WFP Reports Slight Rise in Libya’s Market Prices for April 2025
In April 2025, Libya’s Minimum Expenditure Basket rose by 0.7% to LYD 909.44, with the eastern region seeing the most significant increase. The western region experienced a decline, while the southern region remained stable. Food and non-food costs are rising, partly due to a 13.3% currency devaluation by the Central Bank of Libya.
In April 2025, the World Food Programme’s (WFP) monitoring indicates that Libya’s Full Minimum Expenditure Basket (MEB) witnessed a slight increase of 0.7 percent, bringing it to LYD 909.44. This reflects ongoing, albeit modest, inflationary pressures. The uptick is predominantly attributed to both food and non-food costs escalating across various regions.
Among the regions, the eastern part of Libya saw the most significant month-on-month increase. In fact, it surpassed the southern region in prices, with the Full MEB climbing by 4.2 percent to reach LYD 925.43. Noteworthy spikes occurred in Ajdabiya, where prices soared by 11.5 percent to LYD 915.88. Al Kufra and Benghazi also reported increases of 6.7 percent to LYD 1,130.91 and 4.4 percent to LYD 992.20 respectively, largely as a result of trade disruptions and the ongoing influx of Sudanese refugees into Al Kufra.

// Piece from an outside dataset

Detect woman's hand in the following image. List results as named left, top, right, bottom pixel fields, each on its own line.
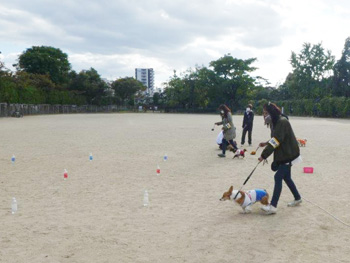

Conversely, the western region of Libya faced a dip in its Full MEB by 1.1 percent, settling at LYD 858.26. This decline was propelled by substantial price drops in Zwara, which fell by 11.2 percent to LYD 938.38 following a temporary easing of trade delays with Tunisia.
In the southern region, the Full MEB remained mostly unchanged, with a minor dip of 0.1 percent to LYD 954.36. Despite this, the eastern region has now claimed the title of the most expensive area in Libya. Interestingly, prices in Murzuq continued to be the highest in the south at LYD 1,069.07, despite a slight monthly decrease of 0.8 percent.
When it comes to food, the national Food MEB saw a modest increase of 0.5 percent, now at LYD 793.71. Meanwhile, non-food items have surged by 2.1 percent, summing up to LYD 115.73. This variance in price trends is largely due to the volatile nature of essential items like fuel, hygiene products, and utility services, exacerbated by a significant 13.3 percent devaluation of the Libyan dinar imposed by the Central Bank of Libya (CBL).
Overall, the data reveals a complex economic landscape in Libya as of April 2025. A small but steady rise in the national expenditure basket indicates increasing financial strain for residents, particularly in the eastern region. Conversely, the western area’s price drops suggest variances in local economic conditions. The continuing fluctuations in both food and non-food items are a pressing concern, particularly with currency issues compounding the situation.